If Campy jockey wheels are expensive, maybe look for BB Infinite replacements. They were less than SRAM Red for my wife's bike,

kramnnim
10-31-2019, 01:27 PM
So the RD is suddenly taking up a lot of slack in the chain?

Hindmost
10-31-2019, 04:06 PM
"...front and rear semi simultaneously...". Are you asking too much of the rear derailleur?

dddd
10-31-2019, 11:43 PM
This might in part be an "A"-tension issue, as the cage may be contacting the largest cogs that you are sweeping toward, thus causing the cage to suddenly turn counter-clockwise, thus causing momentary loss of chain tension.

This would be most likely if the cassette is at the extreme of the largest size offered, since it's common for folks to use as much "A"-tension as possible in order to preserve shifting response toward the small end of the cassette.
Reducing the "A"-tension would help with cage contact if this can be done without hindering shifting quality over the smaller cogs, especially while in the big ring.
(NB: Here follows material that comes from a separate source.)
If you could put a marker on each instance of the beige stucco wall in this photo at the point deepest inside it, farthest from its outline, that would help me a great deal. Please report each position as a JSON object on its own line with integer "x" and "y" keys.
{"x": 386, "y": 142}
Look for any signs of contact between the outer cage plate and the cog teeth as an indication that the cage plate might be "snagging" momentarily on the rotating larger cogs.

Moving the paddle more slowly during sweeps toward the larger cogs will also allow more uptake of chain along the larger cogs, which will tension the chain more and thus tend to rotate the cage favorably in the CCW direction, sparing contact between cog teeth and the cage.

rain dogs
11-01-2019, 02:42 AM
"...front and rear semi simultaneously...". Are you asking too much of the rear derailleur?

No way... this is one of the things that is excellent about the function of Campagnolo and has been since forever way back to the 2000's. You can drop the chain at the front and shift 3/4 cogs in the back simultaneously, no change in cadence, no a second of hesitation. You should be able to push both thumb buttons pre-climb all the way through all clicks in one motion and land in almost exactly the same gear inches, but with the range needed to then go up the climb just surfing the cassette. Not being able to means something is wrong.

Re: the OP question, if it isn't a damaged pulley then I'd think it must be with the h-screw and the clearance between the top pulley and the cassette (the job formerly done by the b-limit screw.)

However, I'm just trouble shooting/guessing as I have never ever seen or experienced the issue described.

The last thing could possibly be a stuck link on the chain or a bad quicklink but again..... that's a weird one

oldpotatoe
11-01-2019, 05:32 AM
Cage been removed and reinstalled up side down?
Cage a wee bit 'bent'? Somehow.

thwart
11-01-2019, 07:04 AM
No way... this is one of the things that is excellent about the function of Campagnolo and has been since forever way back to the 2000's. You can drop the chain at the front and shift 3/4 cogs in the back simultaneously, no change in cadence, no a second of hesitation. You should be able to push both thumb buttons pre-climb all the way through all clicks in one motion and land in almost exactly the same gear inches, but with the range needed to then go up the climb just surfing the cassette. Not being able to means something is wrong.

This. Do this several times every ride (both up and down, but down more frequently) and it's Campy's most obvious benefit over using Shimano or SRAM.

I'd change out the chain first, assuming the cage and jockey wheel look good and appropriately installed. And of course also assuming chain length is correct.